Uchumi’s profit warning failed to dampen local investor appetite for its stock as it gained 4.3 per cent to close Monday trading at Sh8.50.
The retailer was the fifth leading gainer despite board’s profit warning. The Board Chair, Ms Khadija Mire announced that the Supermarkets forecast that earnings for the financial year ending June 2015 will be lower than those recorded in 2014 by at least 25 per cent.
The company’s regulatory filings explained that the profit warning was attributed to the expected decline to working capital challenges faced within the year.
Cash flow problems which was in June estimated to have held up S billion owed to suppliers have strained their working relationship leaving the retailers almost empty.
The Board in June also forced out the top management of Uchumi Supermarkets and is in the process of replacing it through competitive recruitment, Ms Mire said.
She added that after the appointment of the Chief Executive Officer Dr Julius Kipng’etich and Chief Operating Office Mr Willy Kimani, other appointments will soon be announced to revamp the governance of the retail chain.

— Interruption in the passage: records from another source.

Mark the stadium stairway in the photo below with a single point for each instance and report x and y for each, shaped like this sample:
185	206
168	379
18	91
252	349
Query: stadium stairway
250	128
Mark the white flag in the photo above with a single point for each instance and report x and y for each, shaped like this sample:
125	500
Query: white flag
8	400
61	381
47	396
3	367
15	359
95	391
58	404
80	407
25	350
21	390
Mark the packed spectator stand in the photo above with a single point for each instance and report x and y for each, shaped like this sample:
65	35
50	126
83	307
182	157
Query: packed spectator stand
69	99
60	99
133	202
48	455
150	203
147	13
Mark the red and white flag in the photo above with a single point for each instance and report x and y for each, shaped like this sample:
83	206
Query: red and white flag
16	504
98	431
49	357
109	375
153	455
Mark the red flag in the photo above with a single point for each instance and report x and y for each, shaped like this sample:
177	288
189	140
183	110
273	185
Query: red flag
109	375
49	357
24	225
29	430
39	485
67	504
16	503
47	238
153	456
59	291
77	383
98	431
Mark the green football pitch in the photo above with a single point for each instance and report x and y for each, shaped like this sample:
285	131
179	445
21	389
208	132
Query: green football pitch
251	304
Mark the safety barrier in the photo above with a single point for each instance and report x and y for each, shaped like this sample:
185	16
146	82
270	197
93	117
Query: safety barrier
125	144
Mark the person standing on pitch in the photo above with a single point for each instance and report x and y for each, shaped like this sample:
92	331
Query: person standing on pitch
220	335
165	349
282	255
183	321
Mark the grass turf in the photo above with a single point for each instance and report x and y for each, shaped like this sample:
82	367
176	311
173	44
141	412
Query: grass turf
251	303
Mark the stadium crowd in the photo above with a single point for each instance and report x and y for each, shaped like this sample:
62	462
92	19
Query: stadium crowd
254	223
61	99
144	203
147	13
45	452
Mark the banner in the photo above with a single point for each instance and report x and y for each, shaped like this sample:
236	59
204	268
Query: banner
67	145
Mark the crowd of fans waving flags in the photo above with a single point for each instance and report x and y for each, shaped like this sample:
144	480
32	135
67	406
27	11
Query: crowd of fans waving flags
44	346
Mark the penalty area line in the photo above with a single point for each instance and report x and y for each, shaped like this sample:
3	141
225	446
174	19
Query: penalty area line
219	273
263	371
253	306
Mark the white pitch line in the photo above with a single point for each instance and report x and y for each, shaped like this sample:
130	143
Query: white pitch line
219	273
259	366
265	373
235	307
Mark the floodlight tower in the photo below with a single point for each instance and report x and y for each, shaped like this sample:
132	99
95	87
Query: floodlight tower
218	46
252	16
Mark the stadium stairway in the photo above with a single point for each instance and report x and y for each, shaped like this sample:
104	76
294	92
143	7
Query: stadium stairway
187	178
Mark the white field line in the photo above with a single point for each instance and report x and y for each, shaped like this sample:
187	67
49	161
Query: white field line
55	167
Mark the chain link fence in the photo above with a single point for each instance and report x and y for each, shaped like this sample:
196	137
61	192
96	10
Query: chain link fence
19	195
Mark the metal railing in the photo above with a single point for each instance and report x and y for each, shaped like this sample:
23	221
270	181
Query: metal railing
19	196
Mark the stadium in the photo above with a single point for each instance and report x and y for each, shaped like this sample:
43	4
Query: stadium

The Board also noted that they were awaiting for a final report by Deloitte Consultants that will draw up a new business model.
Uganda and Tanzania have continued to contribute to the company’s growth according to the regulatory filling.
Last year Uchumi reported Sh384 million in profit after tax for the full year ended June 30 although the figures have now been cast in doubt in recent revelations.
Analysts say the company used the revaluation of its properties to conceal losses it made in the past two years.
Uchumi would have been in the loss-making territory from 2013, according to London-based Exotix and Kenya’s Equity Investment Bank.